The Bata Shoe Museum
The Bata Shoe Museum was opened in 1995 to display the extraordinary range of footwear collected by Sonja Bata, a member of the eponymous shoe manufacturing family, a worldwide concern that sells footwear in 60 countries. To be sure her collection was seen to best effect, Sonja had the prestigious contemporary Canadian architect Raymond Moriyama design the building – an angular modern affair complete with unlikely nooks and crannies created to look like a chic shoebox.
The collection is spread over several small floors and features three special exhibitions developing a particular theme, as well as regularly rotated items selected from the museum’s substantial permanent collection. More than a temple to fashion, the museum treats shoes as important ethnological pieces, illustrating not only changes in technology, but also shifting values and attitudes.

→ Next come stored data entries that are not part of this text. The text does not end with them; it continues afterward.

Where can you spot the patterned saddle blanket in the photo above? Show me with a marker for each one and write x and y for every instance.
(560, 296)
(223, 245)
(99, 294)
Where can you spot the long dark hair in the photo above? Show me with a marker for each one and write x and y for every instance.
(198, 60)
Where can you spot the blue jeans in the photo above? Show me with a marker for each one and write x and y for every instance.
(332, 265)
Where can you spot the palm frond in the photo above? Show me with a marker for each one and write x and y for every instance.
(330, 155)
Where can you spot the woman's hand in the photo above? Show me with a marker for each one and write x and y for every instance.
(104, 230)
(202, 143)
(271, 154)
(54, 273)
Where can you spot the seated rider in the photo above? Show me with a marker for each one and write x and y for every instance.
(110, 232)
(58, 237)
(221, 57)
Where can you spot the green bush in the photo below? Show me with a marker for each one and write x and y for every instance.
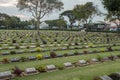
(12, 52)
(76, 53)
(39, 56)
(17, 47)
(38, 49)
(60, 67)
(115, 76)
(53, 54)
(65, 54)
(102, 50)
(5, 60)
(97, 78)
(41, 68)
(23, 59)
(99, 57)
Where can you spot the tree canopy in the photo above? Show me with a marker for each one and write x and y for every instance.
(39, 8)
(113, 8)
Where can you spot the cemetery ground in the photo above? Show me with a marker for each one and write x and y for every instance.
(57, 48)
(80, 73)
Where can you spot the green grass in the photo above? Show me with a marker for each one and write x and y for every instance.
(58, 52)
(80, 73)
(56, 61)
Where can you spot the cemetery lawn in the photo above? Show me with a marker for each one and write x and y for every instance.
(57, 52)
(56, 61)
(79, 73)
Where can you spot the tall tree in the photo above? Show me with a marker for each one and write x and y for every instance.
(70, 15)
(39, 8)
(86, 12)
(113, 8)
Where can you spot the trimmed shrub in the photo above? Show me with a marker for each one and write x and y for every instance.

Entire ways of life can be gleaned from the design of these beautiful objects, from climate and profession to gender and religion. One fixed feature in the museum is the exhibition entitled “All About Shoes,” which provides the visitor with an overview of the functions and evolution of footwear. It begins with a plaster cast of the earliest known footprint, discovered 4,000,000 years after it was made in Tanzania, and has an interesting section on medieval pointed shoes.
A second permanent feature is the section on celebrity footwear. This displays all kinds of eccentric performance wear, including Marily Monroe’s red stiletto heels, a pair of Elton John’s platforms and Michael Johnson’s gold lame sprinting shoes.
There is also a display of unusual and improbable footwear including unique French chestnut-crushing boots, Venetian platform shoes dating from the 16th century, and a pair of US army boots made for use in the Vietnam War, whose sole is shaped to imitate the footprint of an enemy Vietcong irregular.